Source code: https://github.com/lzxtxdys/Mahjong

Final Report Video

if the video is not valid, link is here: https://www.youtube.com/watch?v=4BMGZhQCTJA

Project Summary

My primary goal is that the AI player can constantly learn better strategy from the games, verify if the strategy are actually effective and play along the strategy with calculation system. The expectation is the AI can reach a balance between high winning rate and high value winning combination.

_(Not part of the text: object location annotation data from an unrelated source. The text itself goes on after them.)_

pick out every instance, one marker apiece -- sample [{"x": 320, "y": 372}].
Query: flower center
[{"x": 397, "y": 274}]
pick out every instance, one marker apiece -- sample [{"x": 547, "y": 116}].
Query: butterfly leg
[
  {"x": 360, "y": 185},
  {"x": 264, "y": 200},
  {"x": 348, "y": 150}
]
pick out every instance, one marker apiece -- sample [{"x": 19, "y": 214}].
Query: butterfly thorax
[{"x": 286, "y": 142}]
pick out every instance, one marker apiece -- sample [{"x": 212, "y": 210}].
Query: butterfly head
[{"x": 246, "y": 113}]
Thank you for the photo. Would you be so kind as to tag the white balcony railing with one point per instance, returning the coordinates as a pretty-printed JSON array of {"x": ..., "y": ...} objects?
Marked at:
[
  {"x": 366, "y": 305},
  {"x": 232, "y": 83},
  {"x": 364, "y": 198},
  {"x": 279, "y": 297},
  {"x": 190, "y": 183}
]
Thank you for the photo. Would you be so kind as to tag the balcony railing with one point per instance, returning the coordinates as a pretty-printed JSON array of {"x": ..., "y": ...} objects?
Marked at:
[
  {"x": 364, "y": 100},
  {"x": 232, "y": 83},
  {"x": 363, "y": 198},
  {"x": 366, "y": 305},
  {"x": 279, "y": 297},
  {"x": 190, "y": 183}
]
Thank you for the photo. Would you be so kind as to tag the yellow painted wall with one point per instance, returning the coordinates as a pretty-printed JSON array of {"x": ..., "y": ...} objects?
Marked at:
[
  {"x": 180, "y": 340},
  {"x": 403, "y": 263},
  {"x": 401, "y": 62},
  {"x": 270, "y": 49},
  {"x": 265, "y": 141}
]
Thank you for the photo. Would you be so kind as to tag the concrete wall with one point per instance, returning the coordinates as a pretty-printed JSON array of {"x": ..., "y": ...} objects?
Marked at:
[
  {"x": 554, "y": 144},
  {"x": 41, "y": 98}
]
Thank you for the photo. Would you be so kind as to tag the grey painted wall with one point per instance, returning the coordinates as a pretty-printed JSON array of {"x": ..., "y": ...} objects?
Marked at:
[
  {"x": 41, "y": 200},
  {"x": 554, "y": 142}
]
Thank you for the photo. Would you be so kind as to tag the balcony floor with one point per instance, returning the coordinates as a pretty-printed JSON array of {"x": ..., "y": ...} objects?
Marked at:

Challenge 1: Many little bugs. The game is full of rule interactions hence inevitablly there will be few tiny bugs that we cannot find out where the problem is. Problem Diagram

Challenge 2: It is hard to completely simulate a “right” strategy. It means that sometimes there are no absolute right or wrong in the strategy. My algorithm method is to assign parameter “risk” to evaluate whether this tile is a safe or a dangerous one. The risk level depends on whether this tile has been exposed or discarded. For example, if a tile has never been exposed or discarded, it is highly possible that people are holding them and if a player discard it, someone will win. However, it is possible that all tiles are staying in the rest deck. In this situation, the player will choose to hold the marked “high risk & dangerous” tile, even if it may cause the holding tile player not to win. Problem Diagram

Challenge 3: The win rate and high-value counts are not as high as we expected. In this project, we are using decision tree and Q-table to achieve constance choices and calculations. However, these two strategies tend to know what tiles will make others to win so that it will always keep it. Such a behavior leads to a consequence that such kept dangerous tiles will take a place in their hands so that the player has to abandon some drawed tiles that may lead the player to win or pursue a higher value combination. As shown in the following picture, the train_win_results.txt is 4AI players game result and the ai_win_rate.txt is 1AI player game result. As we can see, compared to the 4AI game, the 1AI has nearly 20 times win counts. But it is still only 20% However, the win rate is not high enough is definitely a problem since this is what AI should do. For the high-value combination counts, I am not sure whether it is a problem. Through the project working, I have checked some great human players video and I have noticed that even if their winning rate is higher than other players, they are mostly not winning by getting high-value combination, which means they are also using defensive strategy. This is reasonable because if one player is always avoiding losing credits, even if they win by a low-value combination, they are also winning credits.

Problem Diagram

Approaches

Baseline (Naïve) Approach: Random Discard Strategy

A random discard strategy was implemented as the baseline approach, where AI players discard tiles at random, without considering game state, opponent behavior, or optimal strategy. This method is computationally simple, requiring no decision-making algorithms or learning process. It serves as a useful control to compare against more advanced AI approaches.

Advantages:

  1. Simple to implement – Requires no advanced algorithms, making it easy to test.
  2. Computationally efficient – Does not require extensive training or memory usage.
  3. Provides a control benchmark – Helps evaluate the effectiveness of more complex strategies.

Disadvantages:

  1. No strategic awareness – The AI does not prioritize strong tile formations or defensive play.
  2. Ignores opponent moves – Cannot anticipate Peng, Gang, or potential winning hands from other players.
  3. Very low win rate – Often discards useful tiles, leading to slow and inefficient gameplay.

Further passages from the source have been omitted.